Rating:
## Challenge
> This time Fady learned from his old mistake and decided to use onetime pad as his encryption technique, but he never knew why people call it one time pad!
> [msg](msg)
## Solution
The challenge description states that Fady is using [OTP encryption](https://en.wikipedia.org/wiki/One-time_pad). As the name implies, the secret key in OTP encryption can only be used once, otherwise the complete key and plaintext can be recovered using a [many time pad attack (aka crib drag)](http://travisdazell.blogspot.nl/2012/11/many-time-pad-attack-crib-drag.html).
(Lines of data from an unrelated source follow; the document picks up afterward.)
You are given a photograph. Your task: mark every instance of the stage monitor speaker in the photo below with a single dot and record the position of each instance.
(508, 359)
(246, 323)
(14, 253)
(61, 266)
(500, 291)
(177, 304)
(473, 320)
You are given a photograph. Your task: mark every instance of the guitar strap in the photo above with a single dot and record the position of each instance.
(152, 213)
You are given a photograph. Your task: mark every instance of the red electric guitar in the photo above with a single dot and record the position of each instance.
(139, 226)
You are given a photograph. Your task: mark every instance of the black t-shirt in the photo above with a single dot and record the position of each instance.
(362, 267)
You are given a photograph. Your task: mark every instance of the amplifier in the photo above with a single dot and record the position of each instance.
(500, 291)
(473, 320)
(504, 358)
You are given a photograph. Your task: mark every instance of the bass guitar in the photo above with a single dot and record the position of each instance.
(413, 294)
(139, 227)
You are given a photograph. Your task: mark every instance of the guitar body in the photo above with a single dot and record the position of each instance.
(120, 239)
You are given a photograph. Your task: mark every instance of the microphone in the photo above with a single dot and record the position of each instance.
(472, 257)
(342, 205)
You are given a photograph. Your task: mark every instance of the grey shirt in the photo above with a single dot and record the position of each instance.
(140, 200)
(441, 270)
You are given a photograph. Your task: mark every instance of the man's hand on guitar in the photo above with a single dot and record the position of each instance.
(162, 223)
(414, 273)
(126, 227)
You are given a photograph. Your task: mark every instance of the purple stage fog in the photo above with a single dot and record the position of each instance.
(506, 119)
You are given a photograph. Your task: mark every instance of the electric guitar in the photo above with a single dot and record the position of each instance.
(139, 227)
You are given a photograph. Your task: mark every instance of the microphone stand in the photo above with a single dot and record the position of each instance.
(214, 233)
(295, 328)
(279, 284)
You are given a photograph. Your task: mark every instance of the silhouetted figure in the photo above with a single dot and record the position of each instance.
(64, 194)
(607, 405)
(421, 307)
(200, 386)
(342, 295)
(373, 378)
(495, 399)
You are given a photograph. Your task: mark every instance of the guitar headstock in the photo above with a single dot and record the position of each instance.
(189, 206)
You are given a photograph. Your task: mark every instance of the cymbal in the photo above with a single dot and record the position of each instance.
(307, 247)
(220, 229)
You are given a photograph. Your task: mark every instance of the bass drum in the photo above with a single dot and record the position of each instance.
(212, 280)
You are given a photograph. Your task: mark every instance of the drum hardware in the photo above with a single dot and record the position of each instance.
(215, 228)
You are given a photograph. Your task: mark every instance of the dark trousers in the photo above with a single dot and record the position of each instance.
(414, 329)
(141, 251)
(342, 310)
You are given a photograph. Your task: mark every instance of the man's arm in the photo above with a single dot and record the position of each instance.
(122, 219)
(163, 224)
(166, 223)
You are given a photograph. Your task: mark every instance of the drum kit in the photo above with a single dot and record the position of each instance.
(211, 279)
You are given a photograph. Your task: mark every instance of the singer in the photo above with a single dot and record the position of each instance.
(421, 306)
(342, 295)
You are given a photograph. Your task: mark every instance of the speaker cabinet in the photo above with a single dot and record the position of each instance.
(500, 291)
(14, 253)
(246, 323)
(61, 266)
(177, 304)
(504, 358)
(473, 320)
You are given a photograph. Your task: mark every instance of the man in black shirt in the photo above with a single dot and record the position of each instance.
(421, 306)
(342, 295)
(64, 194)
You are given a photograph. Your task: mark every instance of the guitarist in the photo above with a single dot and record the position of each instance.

Assuming that each line in the `msg` file is a line of text encrypted with the same OTP key, we can begin the crib drag by xor-ing 2 lines together and guessing possible letters.
I used the [cribdrag tool from SpiderLabs](https://github.com/SpiderLabs/cribdrag) to recover the plaintext.
```
$ python xorstrings.py 0529242a631234122d2b36697f13272c207f2021283a6b0c7908 2f28202a302029142c653f3c7f2a2636273e3f2d653e25217908
2a01040053321d06014e09550039011a07411f0c4d044e2d0000
$ python cribdrag.py 2a01040053321d06014e09550039011a07411f0c4d044e2d0000
Your message is currently:
0 __________________________
Your key is currently:
0 __________________________
Please enter your crib:
```
After a couple dozen guesses, I was able to decrypt the message as such.
```
Your message is currently:
0 Dear Friend, This time I u
Your key is currently:
0 nderstood my mistake and u
Please enter your crib:
```
Now that we have some plaintext, we can recover the key by simply xoring a plaintext string together with it's corresponding ciphertext. This can be done by modifying `xorstrings.py` slightly.
```
s1 = "0529242a631234122d2b36697f13272c207f2021283a6b0c7908".decode('hex')
s2 = "Dear Friend, This time I u"
s3 = sxor(s1, s2)
print s3
```
Running the modified `xorstring.py` script produces the flag: **ALEXCTF{HERE_GOES_THE_KEY}**.